Greg Sankey seems to possibly think otherwise, via Sports Illustrated:

"“There is room for different conferences to make different decisions. If there’s a couple of programs that aren’t able (to play football), does that stop everyone? I’m not sure it does… But the ability for us to stay connected will remain important.“Our hope is that people continue to pursue the healthy course. That hope is not a plan, but right now the desire would be to have 11 states and 14 (SEC) institutions moving forward in a collective manner and, like I said, connected nationally so that we can celebrate the return of college sports.”"

This doesn’t exactly sound like Sankey is sold on the idea that every conference or even every school needs to be playing by the same rules or under the same restrictions, a sentiment echoed about the nationwide situation in this New York Times editorial.

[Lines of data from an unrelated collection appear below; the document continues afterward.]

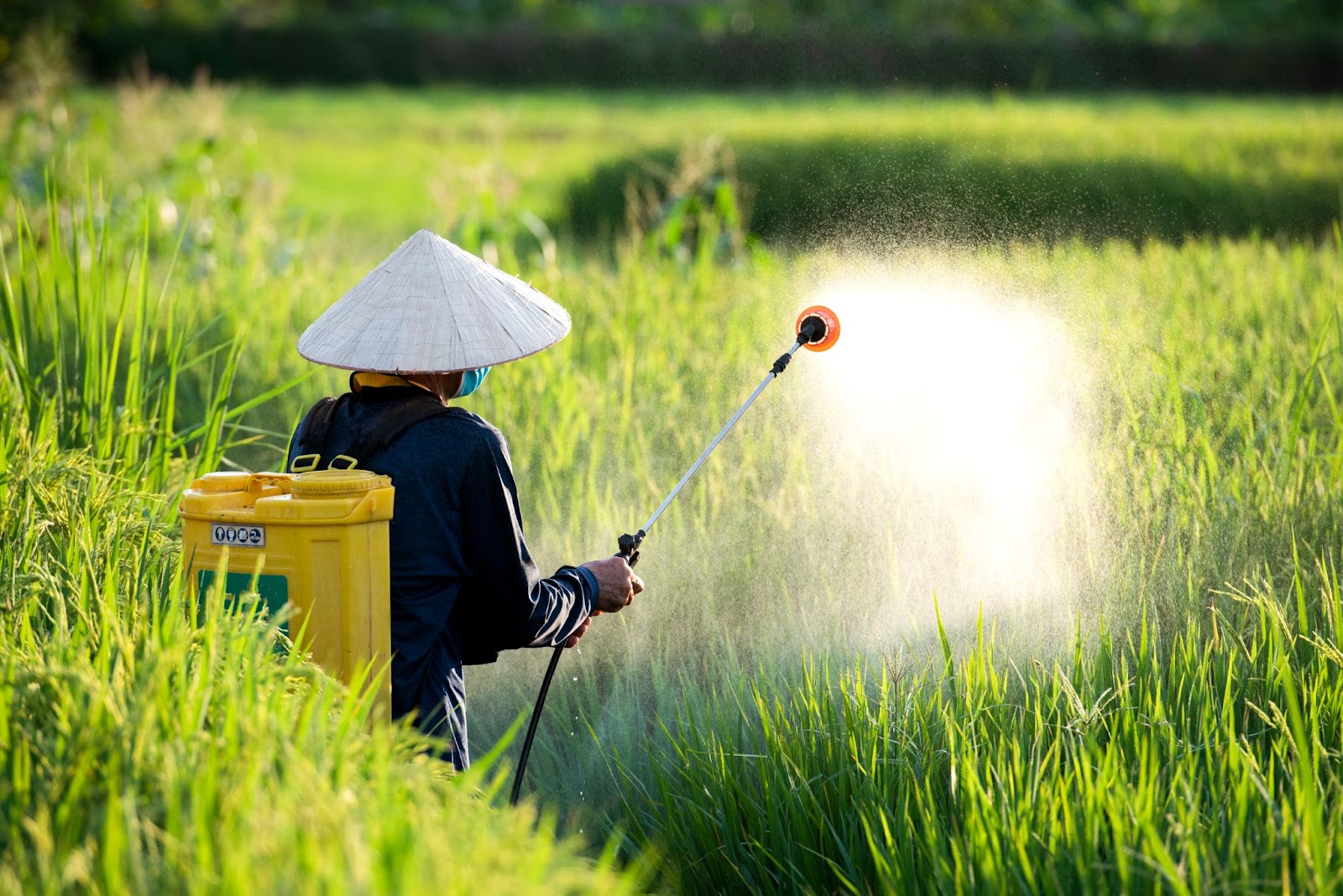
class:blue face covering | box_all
[452,367,490,399]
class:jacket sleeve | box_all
[462,430,596,649]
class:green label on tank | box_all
[196,569,289,636]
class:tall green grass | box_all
[0,81,1343,892]
[626,557,1343,893]
[0,195,636,893]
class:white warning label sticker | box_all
[210,524,266,547]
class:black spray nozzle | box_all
[616,529,647,566]
[797,314,830,345]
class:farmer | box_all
[287,231,643,768]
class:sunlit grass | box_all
[0,81,1343,892]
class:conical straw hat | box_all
[298,231,569,372]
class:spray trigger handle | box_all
[616,529,647,566]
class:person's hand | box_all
[583,557,643,613]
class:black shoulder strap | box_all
[290,392,447,472]
[290,396,345,472]
[341,392,447,461]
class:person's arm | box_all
[462,432,598,649]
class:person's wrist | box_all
[577,566,602,612]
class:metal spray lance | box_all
[510,305,839,805]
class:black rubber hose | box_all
[509,541,643,806]
[509,643,564,806]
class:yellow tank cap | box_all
[290,470,392,497]
[193,471,250,492]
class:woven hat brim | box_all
[298,231,571,372]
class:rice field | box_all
[0,85,1343,893]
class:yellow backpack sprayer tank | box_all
[180,470,395,717]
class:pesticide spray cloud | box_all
[810,258,1097,641]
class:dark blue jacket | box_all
[285,378,596,768]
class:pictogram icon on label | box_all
[210,524,266,547]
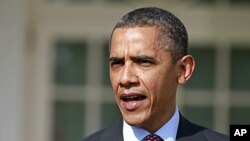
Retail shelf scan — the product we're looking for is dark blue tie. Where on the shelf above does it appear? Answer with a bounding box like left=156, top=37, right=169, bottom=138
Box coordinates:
left=142, top=134, right=164, bottom=141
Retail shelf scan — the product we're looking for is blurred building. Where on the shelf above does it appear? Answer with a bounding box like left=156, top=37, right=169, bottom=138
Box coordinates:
left=0, top=0, right=250, bottom=141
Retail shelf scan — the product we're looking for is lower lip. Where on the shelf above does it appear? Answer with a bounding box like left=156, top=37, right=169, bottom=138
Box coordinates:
left=122, top=100, right=144, bottom=111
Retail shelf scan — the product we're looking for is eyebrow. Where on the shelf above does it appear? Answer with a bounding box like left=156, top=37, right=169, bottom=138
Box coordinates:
left=131, top=55, right=156, bottom=62
left=109, top=55, right=158, bottom=63
left=109, top=57, right=123, bottom=62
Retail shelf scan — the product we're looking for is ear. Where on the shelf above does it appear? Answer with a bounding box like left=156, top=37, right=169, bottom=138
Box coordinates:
left=178, top=55, right=195, bottom=85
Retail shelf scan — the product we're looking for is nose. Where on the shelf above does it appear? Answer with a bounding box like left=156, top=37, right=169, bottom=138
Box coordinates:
left=119, top=64, right=139, bottom=88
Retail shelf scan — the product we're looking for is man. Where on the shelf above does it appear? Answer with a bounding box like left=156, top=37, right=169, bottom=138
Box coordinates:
left=83, top=7, right=229, bottom=141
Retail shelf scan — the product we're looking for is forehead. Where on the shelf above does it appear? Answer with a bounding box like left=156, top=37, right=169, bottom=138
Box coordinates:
left=111, top=27, right=159, bottom=52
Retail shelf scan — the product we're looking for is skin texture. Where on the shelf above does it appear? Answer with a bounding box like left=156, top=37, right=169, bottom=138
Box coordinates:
left=110, top=27, right=194, bottom=133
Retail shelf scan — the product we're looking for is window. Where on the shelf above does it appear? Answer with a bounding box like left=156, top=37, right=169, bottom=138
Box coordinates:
left=54, top=40, right=87, bottom=85
left=183, top=106, right=214, bottom=128
left=185, top=47, right=215, bottom=90
left=53, top=40, right=87, bottom=141
left=230, top=48, right=250, bottom=90
left=54, top=102, right=85, bottom=141
left=230, top=107, right=250, bottom=124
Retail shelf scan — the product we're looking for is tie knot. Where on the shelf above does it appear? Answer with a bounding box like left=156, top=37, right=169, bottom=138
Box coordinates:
left=142, top=134, right=163, bottom=141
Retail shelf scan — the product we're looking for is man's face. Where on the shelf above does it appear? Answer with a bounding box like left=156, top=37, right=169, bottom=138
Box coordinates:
left=110, top=27, right=178, bottom=132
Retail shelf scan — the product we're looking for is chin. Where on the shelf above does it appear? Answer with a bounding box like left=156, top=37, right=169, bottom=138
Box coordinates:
left=123, top=115, right=145, bottom=127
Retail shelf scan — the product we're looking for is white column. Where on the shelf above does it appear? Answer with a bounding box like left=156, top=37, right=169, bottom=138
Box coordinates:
left=0, top=0, right=25, bottom=141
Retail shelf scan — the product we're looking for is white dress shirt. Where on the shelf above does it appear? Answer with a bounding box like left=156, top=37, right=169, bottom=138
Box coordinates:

Could the SEC make a go of it alone if needed? It would take some maneuvering and rescheduling but certainly, there’s no reason to suspect it couldn’t (or wouldn’t) be done.

With 14 teams and several good inter-divisional rivals, a slightly abbreviated schedule could easily be put together. Possibly even doing away with the divisions for a season and making a 14-team table, with a conference playoff at the end of the season featuring the top four teams.

The SEC’s own version of the College Football Playoff.

Besides, doesn’t the rest of the college football world maintain SEC schools don’t play anybody worthwhile out of their own conference anyway?

All of this boils down to one thing. People want to move away from this so-called “new normal” and back to a somewhat more familiar state of normalcy. Sports is a huge part of that in the American culture, and in the south, SEC football is practically its foundation.

“If we’re not playing football in the fall,” Sankey went on to say in the interview, “I’d leave the football field and be thinking about what’s happening around us. If football is not an active part of our life in the fall, what’s happening around us becomes a real big question societally, economically and culturally.”

SEC football drives both economics and culture in this regions, and the $44.6 million in total revenue distributed to each Southeastern conference school by the league, which was a seven-figure increase from the previous year, is the hard proof of how “it just means more”.